More sample and documentation are available on the shyaml github page or the shyaml PyPI page.

可以在shyaml github页面或shyaml PyPI页面上获得更多的示例和文档。

#4

It's possible to pass a small script to some interpreters, like Python. An easy way to do so using Ruby and its YAML library is the following:

可以将一个小脚本传递给一些解释器，比如Python。使用Ruby及其YAML库实现这一点的一个简单方法是:

$ RUBY_SCRIPT="data = YAML::load(STDIN.read); puts data['a']; puts data['b']"
$ echo -e '---\na: 1234\nb: 4321' | ruby -ryaml -e "$RUBY_SCRIPT"
1234
4321

, wheredata is a hash (or array) with the values from yaml.

，其中数据是一个散列(或数组)，其值来自yaml。

As a bonus, it'll parse Jekyll's front matter just fine.

作为奖励，它将解析杰基尔的前沿问题。

ruby -ryaml -e "puts YAML::load(open(ARGV.first).read)['tags']" example.md

#5

Hard to say because it depends on what you want the parser to extract from your YAML document. For simple cases, you might be able to use grep, cut, awk etc. For more complex parsing you would need to use a full-blown parsing library such as Python's PyYAML or YAML::Perl.

很难说，因为这取决于您希望解析器从YAML文档中提取什么。
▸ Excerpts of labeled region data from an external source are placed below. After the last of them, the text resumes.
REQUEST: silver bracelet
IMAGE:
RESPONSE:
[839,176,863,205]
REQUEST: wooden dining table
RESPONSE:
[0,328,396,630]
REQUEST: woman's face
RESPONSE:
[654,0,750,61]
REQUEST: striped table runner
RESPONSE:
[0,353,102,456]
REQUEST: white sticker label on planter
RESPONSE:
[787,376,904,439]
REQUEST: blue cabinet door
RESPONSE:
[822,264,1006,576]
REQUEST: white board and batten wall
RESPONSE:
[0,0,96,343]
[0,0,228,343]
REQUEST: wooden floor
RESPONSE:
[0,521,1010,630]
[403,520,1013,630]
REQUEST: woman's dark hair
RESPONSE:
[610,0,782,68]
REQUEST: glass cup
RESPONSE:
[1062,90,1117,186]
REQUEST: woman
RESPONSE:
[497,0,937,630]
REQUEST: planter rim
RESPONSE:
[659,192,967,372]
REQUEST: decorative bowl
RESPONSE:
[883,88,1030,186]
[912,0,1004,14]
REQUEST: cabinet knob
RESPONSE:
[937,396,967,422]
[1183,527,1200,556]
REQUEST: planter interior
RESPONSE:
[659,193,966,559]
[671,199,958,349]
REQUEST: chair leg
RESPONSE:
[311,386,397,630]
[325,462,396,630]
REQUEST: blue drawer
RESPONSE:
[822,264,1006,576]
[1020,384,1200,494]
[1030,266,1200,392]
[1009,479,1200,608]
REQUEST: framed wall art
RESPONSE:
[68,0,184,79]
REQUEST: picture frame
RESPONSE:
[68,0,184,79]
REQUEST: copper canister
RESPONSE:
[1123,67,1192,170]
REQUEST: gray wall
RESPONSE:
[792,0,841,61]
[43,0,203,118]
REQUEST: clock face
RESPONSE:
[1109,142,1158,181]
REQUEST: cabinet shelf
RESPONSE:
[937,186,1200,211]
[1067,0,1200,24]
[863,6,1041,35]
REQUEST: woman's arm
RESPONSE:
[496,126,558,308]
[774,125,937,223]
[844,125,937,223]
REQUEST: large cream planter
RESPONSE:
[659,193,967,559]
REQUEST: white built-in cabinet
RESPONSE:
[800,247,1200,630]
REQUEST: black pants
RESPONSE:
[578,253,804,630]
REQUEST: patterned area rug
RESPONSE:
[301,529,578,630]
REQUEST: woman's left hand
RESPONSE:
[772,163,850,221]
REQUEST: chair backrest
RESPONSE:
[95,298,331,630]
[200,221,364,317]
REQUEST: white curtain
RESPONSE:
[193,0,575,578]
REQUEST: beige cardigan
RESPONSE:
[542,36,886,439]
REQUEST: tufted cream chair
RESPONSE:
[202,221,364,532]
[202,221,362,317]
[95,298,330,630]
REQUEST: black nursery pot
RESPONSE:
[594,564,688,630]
对于简单的情况，您可能可以使用grep、cut、awk等。对于更复杂的解析，您可能需要使用成熟的解析库，如Python的PyYAML或YAML::Perl。

#6

I just wrote a parser that I called Yay! (Yaml ain't Yamlesque!) which parses Yamlesque, a small subset of YAML. So, if you're looking for a 100% compliant YAML parser for Bash then this isn't it. However, to quote the OP, if you want a structured configuration file which is as easy as possible for a non-technical user to edit that is YAML-like, this may be of interest.

我刚写了一个解析器，我叫它Yay!(Yaml不是Yamlesque!)它解析Yamlesque, Yaml的一个小子集。所以，如果你正在寻找一个100%兼容的YAML解析器，那么这不是它。但是，引用OP，如果您想要一个结构化的配置文件，它可以让非技术用户尽可能轻松地编辑类似于yaml的配置文件，这可能会很有趣。

It's inspred by the earlier answer but writes associative arrays (yes, it requires Bash 4.x) instead of basic variables. It does so in a way that allows the data to be parsed without prior knowledge of the keys so that data-driven code can be written.

它被前面的答案所检验，但是写入关联数组(是的，它需要Bash 4.x)而不是基本的变量。它以一种允许数据在不了解键的情况下进行解析的方式进行，这样就可以编写数据驱动的代码。

As well as the key/value array elements, each array has a keys array containing a list of key names, a children array containing names of child arrays and a parent key that refers to its parent.

除了键/值数组元素之外，每个数组都有一个键数组，其中包含一个键名列表，一个包含子数组名称的子数组和一个父键。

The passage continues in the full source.